OLG Bamberg: Siebenjährige können zwischen Spiel und Realität unterscheiden

onlineurteile.de - Ein Vater nahm mit seinem sieben Jahre alten Sohn am Zeltlager einer Jugendorganisation teil. Zum Unterhaltungsprogramm gehörte ein Singspiel, an dem der Vater als Schauspieler mitwirkte. In dem Stück wurde der Vater von einem Mädchen mit "Fingerpistole" spielerisch erschossen.

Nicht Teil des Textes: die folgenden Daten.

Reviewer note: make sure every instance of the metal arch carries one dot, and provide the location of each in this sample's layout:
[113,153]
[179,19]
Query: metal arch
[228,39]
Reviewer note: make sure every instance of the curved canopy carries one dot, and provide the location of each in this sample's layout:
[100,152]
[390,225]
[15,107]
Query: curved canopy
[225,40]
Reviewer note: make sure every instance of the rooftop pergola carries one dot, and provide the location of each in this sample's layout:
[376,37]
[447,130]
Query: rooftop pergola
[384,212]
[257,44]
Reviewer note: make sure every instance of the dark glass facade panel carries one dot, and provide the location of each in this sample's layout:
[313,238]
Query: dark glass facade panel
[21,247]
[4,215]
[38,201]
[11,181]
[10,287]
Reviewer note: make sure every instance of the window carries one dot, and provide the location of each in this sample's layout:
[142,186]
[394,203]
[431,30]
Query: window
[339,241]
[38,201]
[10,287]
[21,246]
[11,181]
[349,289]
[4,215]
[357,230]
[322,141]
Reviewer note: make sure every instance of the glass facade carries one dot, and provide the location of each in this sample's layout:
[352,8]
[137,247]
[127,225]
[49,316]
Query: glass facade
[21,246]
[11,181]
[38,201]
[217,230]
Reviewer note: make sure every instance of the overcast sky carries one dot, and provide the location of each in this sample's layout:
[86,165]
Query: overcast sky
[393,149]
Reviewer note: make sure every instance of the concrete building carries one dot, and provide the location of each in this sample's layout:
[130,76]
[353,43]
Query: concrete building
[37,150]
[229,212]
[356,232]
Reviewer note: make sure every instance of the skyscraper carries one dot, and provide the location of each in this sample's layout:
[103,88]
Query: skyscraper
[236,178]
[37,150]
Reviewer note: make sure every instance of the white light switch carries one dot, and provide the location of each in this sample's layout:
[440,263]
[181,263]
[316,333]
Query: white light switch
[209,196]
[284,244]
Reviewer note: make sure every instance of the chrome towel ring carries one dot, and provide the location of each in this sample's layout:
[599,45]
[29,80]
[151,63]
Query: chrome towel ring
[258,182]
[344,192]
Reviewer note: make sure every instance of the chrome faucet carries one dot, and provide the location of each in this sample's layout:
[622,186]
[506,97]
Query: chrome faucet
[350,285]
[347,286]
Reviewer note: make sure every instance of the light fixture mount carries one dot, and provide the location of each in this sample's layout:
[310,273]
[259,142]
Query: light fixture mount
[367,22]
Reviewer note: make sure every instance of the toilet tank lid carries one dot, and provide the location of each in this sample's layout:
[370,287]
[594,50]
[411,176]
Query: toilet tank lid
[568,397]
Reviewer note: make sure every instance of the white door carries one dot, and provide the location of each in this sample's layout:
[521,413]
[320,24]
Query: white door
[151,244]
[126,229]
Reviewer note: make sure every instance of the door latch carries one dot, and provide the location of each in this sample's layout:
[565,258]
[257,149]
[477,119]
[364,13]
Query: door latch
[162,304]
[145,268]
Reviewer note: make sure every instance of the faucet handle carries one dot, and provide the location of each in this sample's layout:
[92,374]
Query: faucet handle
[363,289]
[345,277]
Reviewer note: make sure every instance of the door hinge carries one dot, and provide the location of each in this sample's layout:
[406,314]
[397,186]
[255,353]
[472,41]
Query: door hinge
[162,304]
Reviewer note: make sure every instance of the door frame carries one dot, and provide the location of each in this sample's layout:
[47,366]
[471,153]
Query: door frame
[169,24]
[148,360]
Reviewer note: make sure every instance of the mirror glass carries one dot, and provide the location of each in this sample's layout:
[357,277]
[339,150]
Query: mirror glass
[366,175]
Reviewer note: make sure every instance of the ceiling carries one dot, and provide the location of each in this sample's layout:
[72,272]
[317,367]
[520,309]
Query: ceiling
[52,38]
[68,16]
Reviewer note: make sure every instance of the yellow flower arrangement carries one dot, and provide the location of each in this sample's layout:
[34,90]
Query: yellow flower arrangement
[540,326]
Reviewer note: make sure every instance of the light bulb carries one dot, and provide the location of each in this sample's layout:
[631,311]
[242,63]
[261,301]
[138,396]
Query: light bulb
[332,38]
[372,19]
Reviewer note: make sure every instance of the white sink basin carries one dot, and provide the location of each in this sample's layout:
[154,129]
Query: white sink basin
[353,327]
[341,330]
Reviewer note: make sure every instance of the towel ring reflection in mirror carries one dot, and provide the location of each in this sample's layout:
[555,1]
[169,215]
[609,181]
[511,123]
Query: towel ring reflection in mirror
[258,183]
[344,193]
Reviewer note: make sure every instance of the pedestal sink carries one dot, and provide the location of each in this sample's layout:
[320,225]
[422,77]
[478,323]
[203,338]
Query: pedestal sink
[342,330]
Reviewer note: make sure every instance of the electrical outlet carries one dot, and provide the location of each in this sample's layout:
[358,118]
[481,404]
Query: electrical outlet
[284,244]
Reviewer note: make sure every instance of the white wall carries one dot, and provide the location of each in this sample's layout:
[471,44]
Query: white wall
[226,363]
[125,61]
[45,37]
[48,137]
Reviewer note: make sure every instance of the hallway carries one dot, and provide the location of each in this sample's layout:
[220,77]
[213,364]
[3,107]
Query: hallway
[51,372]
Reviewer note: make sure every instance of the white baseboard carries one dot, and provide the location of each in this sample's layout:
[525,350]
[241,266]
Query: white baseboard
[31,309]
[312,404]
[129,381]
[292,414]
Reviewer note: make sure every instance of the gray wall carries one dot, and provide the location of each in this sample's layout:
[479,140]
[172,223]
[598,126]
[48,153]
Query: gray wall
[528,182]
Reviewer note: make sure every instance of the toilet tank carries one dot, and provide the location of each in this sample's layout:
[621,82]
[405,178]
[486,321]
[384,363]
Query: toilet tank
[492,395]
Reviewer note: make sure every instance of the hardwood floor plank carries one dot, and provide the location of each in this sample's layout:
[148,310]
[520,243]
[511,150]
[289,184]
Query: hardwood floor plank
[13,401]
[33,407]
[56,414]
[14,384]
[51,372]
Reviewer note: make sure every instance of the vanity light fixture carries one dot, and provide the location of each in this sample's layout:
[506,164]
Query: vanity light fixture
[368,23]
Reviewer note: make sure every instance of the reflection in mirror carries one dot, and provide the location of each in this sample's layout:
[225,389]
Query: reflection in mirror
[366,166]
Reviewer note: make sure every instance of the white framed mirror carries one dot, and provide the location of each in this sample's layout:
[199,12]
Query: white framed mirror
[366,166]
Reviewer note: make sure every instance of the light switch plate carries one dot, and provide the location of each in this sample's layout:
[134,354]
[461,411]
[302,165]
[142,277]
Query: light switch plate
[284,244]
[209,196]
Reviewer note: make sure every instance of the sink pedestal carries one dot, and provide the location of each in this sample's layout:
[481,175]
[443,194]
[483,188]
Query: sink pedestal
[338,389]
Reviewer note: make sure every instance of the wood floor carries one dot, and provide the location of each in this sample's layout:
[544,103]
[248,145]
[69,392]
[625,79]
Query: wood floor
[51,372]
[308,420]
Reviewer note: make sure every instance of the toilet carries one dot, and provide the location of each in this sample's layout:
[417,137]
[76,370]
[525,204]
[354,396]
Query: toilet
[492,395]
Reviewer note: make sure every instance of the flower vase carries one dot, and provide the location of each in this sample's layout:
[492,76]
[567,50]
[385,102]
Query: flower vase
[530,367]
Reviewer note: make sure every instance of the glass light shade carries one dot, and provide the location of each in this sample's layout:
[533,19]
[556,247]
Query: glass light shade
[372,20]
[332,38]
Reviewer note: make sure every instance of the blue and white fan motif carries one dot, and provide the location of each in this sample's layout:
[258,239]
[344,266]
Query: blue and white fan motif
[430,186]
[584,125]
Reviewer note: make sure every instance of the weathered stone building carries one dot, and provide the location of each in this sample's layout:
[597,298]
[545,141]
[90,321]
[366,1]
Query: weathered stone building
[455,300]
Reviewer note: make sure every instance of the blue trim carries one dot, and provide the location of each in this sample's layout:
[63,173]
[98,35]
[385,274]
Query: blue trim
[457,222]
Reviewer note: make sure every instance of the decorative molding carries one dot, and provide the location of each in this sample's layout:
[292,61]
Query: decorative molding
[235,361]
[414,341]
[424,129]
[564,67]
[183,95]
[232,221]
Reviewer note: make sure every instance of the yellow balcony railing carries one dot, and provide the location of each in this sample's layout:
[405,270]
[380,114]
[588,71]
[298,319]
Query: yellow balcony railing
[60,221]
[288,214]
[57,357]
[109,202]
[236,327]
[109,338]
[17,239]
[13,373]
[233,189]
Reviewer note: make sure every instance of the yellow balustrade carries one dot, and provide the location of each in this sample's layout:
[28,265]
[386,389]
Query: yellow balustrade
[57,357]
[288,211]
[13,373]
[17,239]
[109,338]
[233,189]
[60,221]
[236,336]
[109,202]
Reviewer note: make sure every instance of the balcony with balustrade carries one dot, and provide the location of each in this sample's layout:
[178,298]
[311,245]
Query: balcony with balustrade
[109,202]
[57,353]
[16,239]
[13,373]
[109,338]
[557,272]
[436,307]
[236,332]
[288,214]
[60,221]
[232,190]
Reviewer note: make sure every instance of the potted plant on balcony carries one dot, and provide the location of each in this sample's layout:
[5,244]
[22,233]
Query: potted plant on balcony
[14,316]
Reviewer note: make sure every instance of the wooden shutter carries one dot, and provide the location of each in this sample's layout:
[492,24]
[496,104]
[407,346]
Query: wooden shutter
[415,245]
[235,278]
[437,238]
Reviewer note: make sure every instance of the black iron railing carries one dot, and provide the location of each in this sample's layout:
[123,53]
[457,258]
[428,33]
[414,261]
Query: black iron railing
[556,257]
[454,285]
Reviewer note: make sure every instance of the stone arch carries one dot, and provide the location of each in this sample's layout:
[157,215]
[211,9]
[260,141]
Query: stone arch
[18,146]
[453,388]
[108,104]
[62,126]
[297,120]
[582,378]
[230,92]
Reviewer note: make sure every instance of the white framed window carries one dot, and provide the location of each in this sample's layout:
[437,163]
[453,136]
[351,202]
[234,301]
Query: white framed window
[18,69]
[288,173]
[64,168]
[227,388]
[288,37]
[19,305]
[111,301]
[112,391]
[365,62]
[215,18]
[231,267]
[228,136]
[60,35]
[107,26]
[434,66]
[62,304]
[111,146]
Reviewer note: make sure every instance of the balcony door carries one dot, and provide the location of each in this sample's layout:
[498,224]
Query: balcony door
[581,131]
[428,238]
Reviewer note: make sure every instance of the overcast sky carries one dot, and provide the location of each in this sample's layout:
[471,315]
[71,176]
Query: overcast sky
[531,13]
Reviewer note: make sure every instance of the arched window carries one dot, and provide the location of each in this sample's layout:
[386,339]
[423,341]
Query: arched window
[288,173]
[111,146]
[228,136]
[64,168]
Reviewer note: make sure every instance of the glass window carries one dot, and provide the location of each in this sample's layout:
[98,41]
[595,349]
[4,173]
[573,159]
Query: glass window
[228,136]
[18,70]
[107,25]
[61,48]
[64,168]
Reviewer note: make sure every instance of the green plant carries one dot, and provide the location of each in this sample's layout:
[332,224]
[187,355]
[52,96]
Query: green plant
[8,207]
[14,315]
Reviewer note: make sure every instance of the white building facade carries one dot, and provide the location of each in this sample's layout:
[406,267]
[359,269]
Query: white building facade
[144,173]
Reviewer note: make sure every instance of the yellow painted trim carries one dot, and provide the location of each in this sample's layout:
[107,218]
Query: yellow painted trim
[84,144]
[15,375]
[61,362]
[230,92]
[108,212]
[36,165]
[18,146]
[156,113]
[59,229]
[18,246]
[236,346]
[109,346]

Hinterher behaupteten die Eltern, ihr Junge habe durch dieses "pädagogisch nicht vertretbare" Schauspiel ein psychisches Trauma erlitten. Sie verlangten vom Veranstalter des Zeltlagers 5.000 Euro Schmerzensgeld. Das Landgericht Coburg wies die Zahlungsklage ab, die Entscheidung wurde vom Oberlandesgericht Bamberg bestätigt (5 U 159/10).

Ein Verschulden läge nur vor, wenn der Veranstalter das Risiko eines Traumas hätte vorhersehen können oder müssen. Das treffe aber nicht zu. Seit Jahrzehnten führe der Veranstalter dieses Singspiel auf und niemals seien Teilnehmer oder Zuschauer dadurch psychisch beeinträchtigt worden. Kein Teilnehmer am Zeltlager habe außerdem bei dem Jungen oder seinem Vater nach der Aufführung irgendeine nachteilige Veränderung bemerkt.

Und das sei auch kein Wunder. Bei Kindern im Alter von sieben Jahren könne man voraussetzen, dass sie in der Lage seien, Spiel und Wirklichkeit auseinander zu halten. Der Veranstalter müsse nicht damit rechnen, dass ein Siebenjähriger eine posttraumatische Belastungsstörung entwickle, weil ein anderes Kind mit dem Finger den Vater "erschieße".